What are the downstream water availability consequences of switching to more efficient irrigation systems?

Climate change is projected to increase the magnitude and frequency of droughts in many parts of the world; to minimize negative consequences of droughts, irrigators may need to adapt their irrigation practices. One of these adaptations is switching to more efficient technologies. Efficient irrigation systems usually reduce irrigation losses to baseflow and runoff which diminishes return flows, a significant component of downstream water availability in many irrigated river basins. The purpose of this study is to understand how farmers' investment in more efficient irrigation systems (as a climate change adaptation strategy) impact downstream water availability and, therefore, regional agricultural productivity. Our case study area is Washington State's Yakima River Basin (YRB), a heavily irrigated agricultural basin with relatively low irrigation efficiency and significant contribution of return flow to summer water availability. Similar to many other snow-dominant basins in the western U.S., the YRB has already experienced major droughts in 20% of the years between 1980 and 2010, and droughts are projected to be doubled by 2070. To simulate farmers' investment decisions, we apply an integrated hydrologic-agricultural-economic platform.
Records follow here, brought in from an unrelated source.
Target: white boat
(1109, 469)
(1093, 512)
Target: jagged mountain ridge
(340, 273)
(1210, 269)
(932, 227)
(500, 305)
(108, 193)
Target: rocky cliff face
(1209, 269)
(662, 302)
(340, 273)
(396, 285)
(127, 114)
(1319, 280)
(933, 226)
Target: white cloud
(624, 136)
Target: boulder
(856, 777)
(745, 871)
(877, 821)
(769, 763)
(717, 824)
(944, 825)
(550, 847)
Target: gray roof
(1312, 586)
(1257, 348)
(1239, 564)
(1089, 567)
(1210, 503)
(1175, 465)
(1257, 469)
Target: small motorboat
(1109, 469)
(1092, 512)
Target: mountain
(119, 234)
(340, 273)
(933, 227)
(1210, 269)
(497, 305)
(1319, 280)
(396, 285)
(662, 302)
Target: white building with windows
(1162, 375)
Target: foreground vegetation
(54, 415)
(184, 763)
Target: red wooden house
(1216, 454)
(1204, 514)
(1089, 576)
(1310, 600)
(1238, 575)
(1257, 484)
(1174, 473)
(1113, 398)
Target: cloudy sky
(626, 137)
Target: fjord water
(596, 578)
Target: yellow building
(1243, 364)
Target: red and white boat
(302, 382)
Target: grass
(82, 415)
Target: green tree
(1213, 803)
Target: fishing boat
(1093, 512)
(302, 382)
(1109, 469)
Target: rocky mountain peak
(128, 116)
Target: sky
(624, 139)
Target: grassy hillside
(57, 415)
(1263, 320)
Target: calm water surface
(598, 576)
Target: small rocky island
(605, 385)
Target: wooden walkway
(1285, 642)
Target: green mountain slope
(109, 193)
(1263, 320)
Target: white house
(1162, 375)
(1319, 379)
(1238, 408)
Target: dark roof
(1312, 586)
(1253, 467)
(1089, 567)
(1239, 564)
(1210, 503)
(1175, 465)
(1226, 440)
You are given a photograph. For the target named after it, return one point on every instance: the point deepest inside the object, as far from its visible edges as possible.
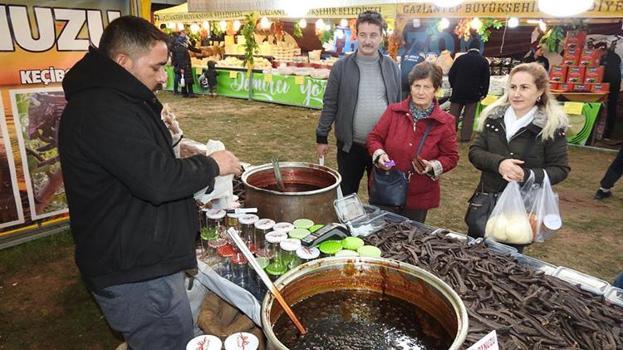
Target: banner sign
(503, 9)
(11, 212)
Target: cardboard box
(558, 74)
(594, 75)
(600, 88)
(571, 57)
(575, 39)
(590, 57)
(566, 87)
(575, 74)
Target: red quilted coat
(395, 134)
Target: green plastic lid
(330, 247)
(298, 233)
(352, 243)
(315, 228)
(303, 223)
(262, 261)
(346, 253)
(369, 251)
(276, 269)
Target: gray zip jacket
(340, 98)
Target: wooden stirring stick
(269, 284)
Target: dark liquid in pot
(293, 187)
(360, 320)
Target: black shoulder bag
(389, 187)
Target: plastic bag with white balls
(509, 222)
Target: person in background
(359, 88)
(133, 217)
(613, 174)
(469, 79)
(523, 131)
(536, 55)
(180, 58)
(405, 126)
(612, 75)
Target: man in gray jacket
(359, 89)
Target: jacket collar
(403, 107)
(498, 114)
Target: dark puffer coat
(491, 148)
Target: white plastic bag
(508, 222)
(541, 203)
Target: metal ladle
(277, 172)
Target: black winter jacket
(133, 216)
(469, 78)
(490, 148)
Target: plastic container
(536, 264)
(247, 230)
(242, 341)
(288, 252)
(205, 342)
(584, 281)
(307, 254)
(262, 227)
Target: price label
(488, 100)
(488, 342)
(573, 107)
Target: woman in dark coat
(401, 129)
(524, 131)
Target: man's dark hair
(130, 35)
(372, 17)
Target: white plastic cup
(205, 342)
(242, 341)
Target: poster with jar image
(11, 211)
(37, 114)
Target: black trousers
(613, 174)
(351, 166)
(613, 99)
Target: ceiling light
(513, 22)
(567, 8)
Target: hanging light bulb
(513, 22)
(566, 9)
(447, 3)
(320, 25)
(264, 23)
(194, 28)
(475, 23)
(443, 24)
(236, 25)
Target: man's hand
(227, 162)
(511, 170)
(322, 149)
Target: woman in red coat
(400, 131)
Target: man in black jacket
(469, 79)
(133, 216)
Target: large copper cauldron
(310, 192)
(404, 281)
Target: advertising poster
(37, 114)
(11, 212)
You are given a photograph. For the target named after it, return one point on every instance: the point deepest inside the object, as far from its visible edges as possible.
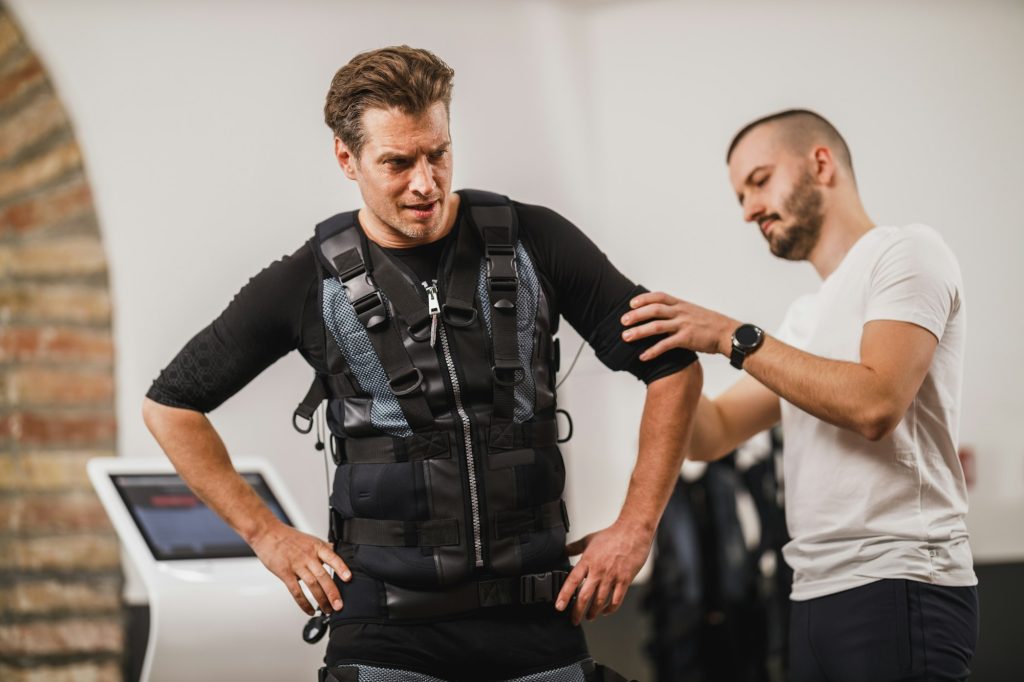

Components include a tightly coupled agricultural-hydrologic model (VIC-CropSyst), a river system model specifically developed for the YRB (Yakima RiverWare) and an economic model that simulates farmers' investment decisions. The modeling platform also simulates return flows, thereby capturing downstream water availability throughout the irrigation season. It can also simulate the impacts of changes in downstream water availability on crop yield. The results demonstrate that a modified return flow regime negatively impacts downstream water availability for irrigation during the late irrigation season, when water supply is already limiting. The results can be used to inform sustainable agriculture that take into account both intended and unintended consequences of farmer climate change adaption decisions.